How some tissues can 'breathe' without oxygen



There are cells that are missing the SDH complex. The two cell types are treated with Antimycin A, a molecule that blocks electron transfer to oxygen in the electron transport chain. The cells are stained for a marker of the potential of the mitochondria, which is maintained in part by the proper functioning of the electron transport chain. Jessica Spinelli is a researcher at the Whitehead Institute.

The process of cellular respiration takes place in our cells' mitochondria. Through a series of reactions called the electron transport chain, electrons are passed along in a cellular relay race, allowing the cell to create the molecule that gives our cells energy.

Two electrons remain at the end of the chain, which is passed on to oxygen. The process can continue with more electrons entering the electron transport chain.

Even in the absence of oxygen, cells can maintain some functions of the electron transport chain. Jessica Spinelli said that this indicated that the mitochondria could have partial function even when oxygen is not the electron acceptor. How does this work? When oxygen is not the terminal electron acceptor, how are the mitochondria capable of maintaining these electron inputs?

The answer to these questions was found in a paper published in the journal Science. When cells are deprived of oxygen, fumarate can step in and serve as a terminal electron acceptor to help the mitochondria function. The research, which was done in the laboratory of a former member of the Whitehead Institute, answers a long-standing mystery in the field of cellular metabolism, and could potentially inform research into diseases that cause low oxygen levels in tissues.

A runner is in a relay.

The researchers began their investigation into how cells can maintain their function without oxygen by using mass spectrometry to measure the quantities of molecules called metabolites that are produced through cellular respiration in both normal and low-oxygen conditions. Researchers noticed a high level of a molecule when cells were deprived of oxygen.

When you add oxygen to the electron transport chain, it picks up two protons and becomes water. When you add electrons to fumarate, it will become succinate. Spinelli thought that fumarate could be used as an electron acceptor and that this reaction could explain the maintenance of mitochondrial functions.

The fumarate-succinate reaction runs the other way in cells, because aprotein complex called the SDH complex takes away electrons from succinate. The SDH complex needs to be reversed for the opposite to happen. Spinelli said that it was thought that it was impossible for the SDH complex to undergo a net reversal. mammals are not known to possess either of the electron acceptor and electron carrier that datememe uses, and datememe is used as an electron acceptor in lower eukaryotes.

The researchers were able to determine that this complex was running in reverse in cultured cells due to the build up of a molecule called ubiquinol, which they observed to build up under low-oxygen conditions.

"We wanted to get back to our initial question and ask, does net reversal of the SDH complex maintain the function of the mitochondria when exposed to hypoxia?" said Spinelli.
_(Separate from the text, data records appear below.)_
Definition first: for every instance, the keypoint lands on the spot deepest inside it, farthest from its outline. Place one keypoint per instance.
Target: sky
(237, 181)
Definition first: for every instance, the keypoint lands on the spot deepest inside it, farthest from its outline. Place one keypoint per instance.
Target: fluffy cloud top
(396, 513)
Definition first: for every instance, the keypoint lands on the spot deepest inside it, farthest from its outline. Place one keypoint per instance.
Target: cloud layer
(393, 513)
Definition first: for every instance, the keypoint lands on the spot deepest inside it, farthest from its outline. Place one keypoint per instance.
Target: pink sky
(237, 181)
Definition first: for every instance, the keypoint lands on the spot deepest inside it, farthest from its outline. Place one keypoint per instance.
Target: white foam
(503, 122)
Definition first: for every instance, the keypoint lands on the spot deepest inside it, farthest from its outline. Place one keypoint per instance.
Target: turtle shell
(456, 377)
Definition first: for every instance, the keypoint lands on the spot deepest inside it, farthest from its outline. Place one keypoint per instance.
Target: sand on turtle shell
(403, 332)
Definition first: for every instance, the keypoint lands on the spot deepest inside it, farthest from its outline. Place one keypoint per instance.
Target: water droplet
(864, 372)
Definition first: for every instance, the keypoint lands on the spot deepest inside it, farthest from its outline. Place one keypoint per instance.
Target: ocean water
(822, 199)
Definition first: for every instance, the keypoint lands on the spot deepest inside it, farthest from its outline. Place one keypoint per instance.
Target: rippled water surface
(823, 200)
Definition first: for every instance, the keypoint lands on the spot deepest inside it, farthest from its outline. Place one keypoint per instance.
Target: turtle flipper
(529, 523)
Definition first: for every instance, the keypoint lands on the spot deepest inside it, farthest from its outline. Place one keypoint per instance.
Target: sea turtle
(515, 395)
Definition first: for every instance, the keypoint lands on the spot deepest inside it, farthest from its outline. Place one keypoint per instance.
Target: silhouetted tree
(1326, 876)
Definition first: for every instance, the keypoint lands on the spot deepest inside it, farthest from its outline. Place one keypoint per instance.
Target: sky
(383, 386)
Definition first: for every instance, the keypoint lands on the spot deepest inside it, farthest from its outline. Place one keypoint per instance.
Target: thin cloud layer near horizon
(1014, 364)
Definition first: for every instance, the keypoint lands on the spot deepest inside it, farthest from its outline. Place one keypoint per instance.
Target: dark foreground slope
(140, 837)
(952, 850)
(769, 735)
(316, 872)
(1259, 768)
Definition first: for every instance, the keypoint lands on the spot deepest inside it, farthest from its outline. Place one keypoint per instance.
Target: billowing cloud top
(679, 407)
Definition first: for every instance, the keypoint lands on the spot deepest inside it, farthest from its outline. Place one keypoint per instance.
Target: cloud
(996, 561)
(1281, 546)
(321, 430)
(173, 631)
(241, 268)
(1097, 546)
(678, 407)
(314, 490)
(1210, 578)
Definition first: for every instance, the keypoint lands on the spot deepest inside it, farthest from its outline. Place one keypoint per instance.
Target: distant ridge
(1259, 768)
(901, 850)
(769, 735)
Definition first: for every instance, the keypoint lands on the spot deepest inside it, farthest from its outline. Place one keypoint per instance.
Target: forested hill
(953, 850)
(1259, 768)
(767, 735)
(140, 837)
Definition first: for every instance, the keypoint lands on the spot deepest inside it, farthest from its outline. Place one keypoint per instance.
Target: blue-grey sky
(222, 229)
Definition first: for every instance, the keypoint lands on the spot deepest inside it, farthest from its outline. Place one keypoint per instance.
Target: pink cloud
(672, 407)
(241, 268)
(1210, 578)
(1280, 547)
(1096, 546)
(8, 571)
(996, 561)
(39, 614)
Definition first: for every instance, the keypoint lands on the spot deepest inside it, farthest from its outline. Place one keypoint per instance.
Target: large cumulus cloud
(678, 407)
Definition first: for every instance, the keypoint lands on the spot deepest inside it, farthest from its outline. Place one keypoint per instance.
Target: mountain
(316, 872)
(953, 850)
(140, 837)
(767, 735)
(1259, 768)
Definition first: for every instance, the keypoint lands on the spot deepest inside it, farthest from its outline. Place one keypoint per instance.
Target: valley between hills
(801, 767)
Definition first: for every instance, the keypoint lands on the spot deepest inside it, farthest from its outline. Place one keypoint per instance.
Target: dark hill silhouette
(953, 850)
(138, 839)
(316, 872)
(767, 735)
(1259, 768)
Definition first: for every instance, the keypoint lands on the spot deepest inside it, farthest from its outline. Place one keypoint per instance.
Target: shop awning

We knocked out the SDH complex and then we showed that the loss of oxygen and fumarate as electron acceptors was enough to bring the electron transport chain to a halt.

Spinelli and his team were going to study whether fumarate could serve as a terminal electron acceptor in mouse models after all this work was done in cultured cells.

The team discovered that some of the mice's tissues were able to reverse the activity of the SDH complex and use fumarate as a terminal electron acceptor.

"What was really cool to see is that there were three tissues that were operating in a different direction, even at a lower level of oxygen," said Spinelli. fumarate could take over as a terminal electron acceptor if the tissues were deprived of oxygen.

The heart and the skeletal muscle are able to perform minimal fumarate reduction without reversing the SDH complex, but not to the extent that they could effectively retain mitochondrial function when deprived of oxygen.

Spinelli said there's a lot of exciting work to be done to figure out how exactly this process is regulated differently in different tissues.

Spinelli is interested in studying the behavior of the complex in cancer cells.

Spinelli said that certain regions of solid tumors have low levels of oxygen. Are those cells using fumarate as an electron acceptor to survive in that microenvironment?

Fumarate is a terminal electron acceptor in the electron transport chain. There is a science.abi7495

Science journal information.

There is a story about how some tissues can 'breathe' without oxygen.

The document is copyrighted. Any fair dealing for the purpose of private study or research cannot be reproduced without written permission. The content is not intended to be used for anything other than information purposes.